I thought I would post how I got gkrellm server set up to monitor the health of my son’s computer upstairs. I first set up certificate-based SSH logins (restricted on each computer to disallow root logins, of course):
- Make sure sshd is running on the server you wish to login to, and using version 2 (by now, there should be no need to use version1).
- ssh-keygen – t rsa : This makes the public/private key pair. Press <ENTER> twice to them with no passphrase (simplifies logins, but there is a security trade-off, so do this in an environment you trust – like a protected home network). Look for the files id_rsa and id_rsa.pub in your /home/username/.ssh directory.
- scp /home/username/.ssh/id_rsa.pub <server IP>:/home/username/.ssh : Copies the public key from the ssh directory on the client to the same directory on the server.
- cat id_rsa.pub >> authorized_keys2 : Appends the key to the server’s authorized keys file.
- chmod 0600 authorized_keys2 : Log into the server and set the permissions on the file. Be sure to remove the id_rsa.pub file.
- Test by logging into the server from the client with ssh <server name or IP>. If it works, you should not be prompted for a password.

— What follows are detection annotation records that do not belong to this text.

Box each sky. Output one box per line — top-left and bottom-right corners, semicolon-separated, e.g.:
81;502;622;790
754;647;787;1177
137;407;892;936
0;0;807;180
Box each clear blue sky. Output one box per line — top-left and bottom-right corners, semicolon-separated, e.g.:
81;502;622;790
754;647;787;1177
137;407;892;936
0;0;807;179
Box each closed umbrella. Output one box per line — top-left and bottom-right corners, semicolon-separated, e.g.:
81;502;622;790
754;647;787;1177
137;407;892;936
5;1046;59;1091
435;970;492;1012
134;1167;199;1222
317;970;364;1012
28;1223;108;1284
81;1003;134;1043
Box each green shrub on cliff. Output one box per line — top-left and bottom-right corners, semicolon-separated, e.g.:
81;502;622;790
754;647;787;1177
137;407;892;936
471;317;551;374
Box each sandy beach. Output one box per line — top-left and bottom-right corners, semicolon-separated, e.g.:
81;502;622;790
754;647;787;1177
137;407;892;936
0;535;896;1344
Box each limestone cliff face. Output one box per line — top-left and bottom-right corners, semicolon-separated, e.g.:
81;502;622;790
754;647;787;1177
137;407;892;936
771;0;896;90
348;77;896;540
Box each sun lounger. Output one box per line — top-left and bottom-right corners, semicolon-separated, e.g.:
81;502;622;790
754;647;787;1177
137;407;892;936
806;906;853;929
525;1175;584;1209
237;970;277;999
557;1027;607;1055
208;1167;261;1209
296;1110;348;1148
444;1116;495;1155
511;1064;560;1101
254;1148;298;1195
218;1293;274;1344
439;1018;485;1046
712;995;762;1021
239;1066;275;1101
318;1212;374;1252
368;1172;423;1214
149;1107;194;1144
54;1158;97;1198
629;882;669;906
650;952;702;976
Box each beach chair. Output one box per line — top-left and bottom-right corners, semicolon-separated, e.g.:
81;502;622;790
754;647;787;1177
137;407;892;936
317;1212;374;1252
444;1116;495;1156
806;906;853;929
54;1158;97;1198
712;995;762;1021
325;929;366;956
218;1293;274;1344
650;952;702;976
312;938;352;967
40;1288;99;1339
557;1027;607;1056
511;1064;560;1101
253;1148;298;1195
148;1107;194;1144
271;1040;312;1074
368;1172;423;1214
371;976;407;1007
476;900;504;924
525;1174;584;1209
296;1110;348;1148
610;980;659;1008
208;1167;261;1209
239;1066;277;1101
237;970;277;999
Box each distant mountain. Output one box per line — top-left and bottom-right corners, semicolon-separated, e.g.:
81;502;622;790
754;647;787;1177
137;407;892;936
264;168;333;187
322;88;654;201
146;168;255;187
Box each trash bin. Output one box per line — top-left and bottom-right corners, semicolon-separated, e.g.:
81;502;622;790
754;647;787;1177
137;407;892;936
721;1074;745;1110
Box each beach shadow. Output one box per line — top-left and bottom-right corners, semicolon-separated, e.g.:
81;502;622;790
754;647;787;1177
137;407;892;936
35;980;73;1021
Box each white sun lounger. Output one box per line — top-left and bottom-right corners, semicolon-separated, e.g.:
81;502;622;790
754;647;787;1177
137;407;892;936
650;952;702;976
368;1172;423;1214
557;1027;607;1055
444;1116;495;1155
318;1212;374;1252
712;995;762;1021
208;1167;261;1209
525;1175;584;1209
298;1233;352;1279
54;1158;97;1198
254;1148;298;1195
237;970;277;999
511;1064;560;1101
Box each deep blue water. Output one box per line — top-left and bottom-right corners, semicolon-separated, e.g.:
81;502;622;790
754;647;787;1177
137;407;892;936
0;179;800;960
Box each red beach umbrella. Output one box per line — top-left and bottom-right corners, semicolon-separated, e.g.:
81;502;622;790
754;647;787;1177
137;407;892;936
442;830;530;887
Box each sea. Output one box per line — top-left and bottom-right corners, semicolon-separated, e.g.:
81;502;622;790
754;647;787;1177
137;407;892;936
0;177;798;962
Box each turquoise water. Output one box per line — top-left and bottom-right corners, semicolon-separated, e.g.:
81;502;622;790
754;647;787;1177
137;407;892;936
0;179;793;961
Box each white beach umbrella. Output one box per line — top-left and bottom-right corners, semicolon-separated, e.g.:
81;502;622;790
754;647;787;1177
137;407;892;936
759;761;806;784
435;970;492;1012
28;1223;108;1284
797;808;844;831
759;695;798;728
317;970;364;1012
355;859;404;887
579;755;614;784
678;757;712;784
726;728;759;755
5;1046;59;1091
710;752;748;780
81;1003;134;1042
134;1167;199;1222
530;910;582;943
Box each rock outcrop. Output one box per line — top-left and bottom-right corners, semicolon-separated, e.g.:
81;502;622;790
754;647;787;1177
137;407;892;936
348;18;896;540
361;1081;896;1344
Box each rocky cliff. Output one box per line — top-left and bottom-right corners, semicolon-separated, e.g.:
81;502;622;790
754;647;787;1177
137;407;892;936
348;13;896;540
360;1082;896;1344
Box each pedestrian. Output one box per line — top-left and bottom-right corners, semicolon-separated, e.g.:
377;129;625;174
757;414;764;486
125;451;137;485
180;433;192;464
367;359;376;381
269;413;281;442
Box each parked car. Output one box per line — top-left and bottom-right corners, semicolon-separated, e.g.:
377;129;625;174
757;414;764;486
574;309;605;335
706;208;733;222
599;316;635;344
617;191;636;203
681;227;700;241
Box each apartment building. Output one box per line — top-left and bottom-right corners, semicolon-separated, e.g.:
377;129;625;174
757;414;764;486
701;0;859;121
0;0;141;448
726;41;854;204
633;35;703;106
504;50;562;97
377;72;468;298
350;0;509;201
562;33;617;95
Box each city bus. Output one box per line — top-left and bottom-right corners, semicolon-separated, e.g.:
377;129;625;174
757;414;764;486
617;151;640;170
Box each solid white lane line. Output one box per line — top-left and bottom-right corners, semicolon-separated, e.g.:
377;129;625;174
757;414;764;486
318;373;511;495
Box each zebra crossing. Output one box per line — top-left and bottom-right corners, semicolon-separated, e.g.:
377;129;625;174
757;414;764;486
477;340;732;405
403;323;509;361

Reference link: http://www.securitydocs.com/library/3385
Next, I made sure gkrellm was installed: urpmi -a gkrellm- works nicely (Mandriva). It gets the client, server, and lots of handy plugins and themes. For other distros, use your specific update method.
Then I edited the /etc/gkrellmd.conf file on the server:
- update-hz 5
- max-clients 2
- port 52873 – set this to any unsused port if you do not want to use the default port
- allow-host <client IP>
and restarted the service – service gkrellmd restart – to ensure the new settings were in effect.
Next, I tested it using the following command on the client: ssh -f -L <any unused port, can be the same as the gkrellmd port>:<server IP>:<gkrellmd port> <server IP> “gkrellm -f -s 127.0.0.1 -P <gkrellmd port>”.
Example: ssh -f -L 54352:192.168.0.4:52873 192.168.0.4 “gkrellm -f -s 127.0.0.1 -P 52873″
If successful, a gkrellm screen should appear on your desktop, displaying the stats (name, kernel version, load, etc.) of the remote server.
To ensure it started each time I logged into my desktop, I placed the command inside an executable script, which I copied into my .kde/Autostart/ directory. Now I can see how many users are logged in upstairs, the CPU and network load, uptime, drive activity, and partition space, all at a glance.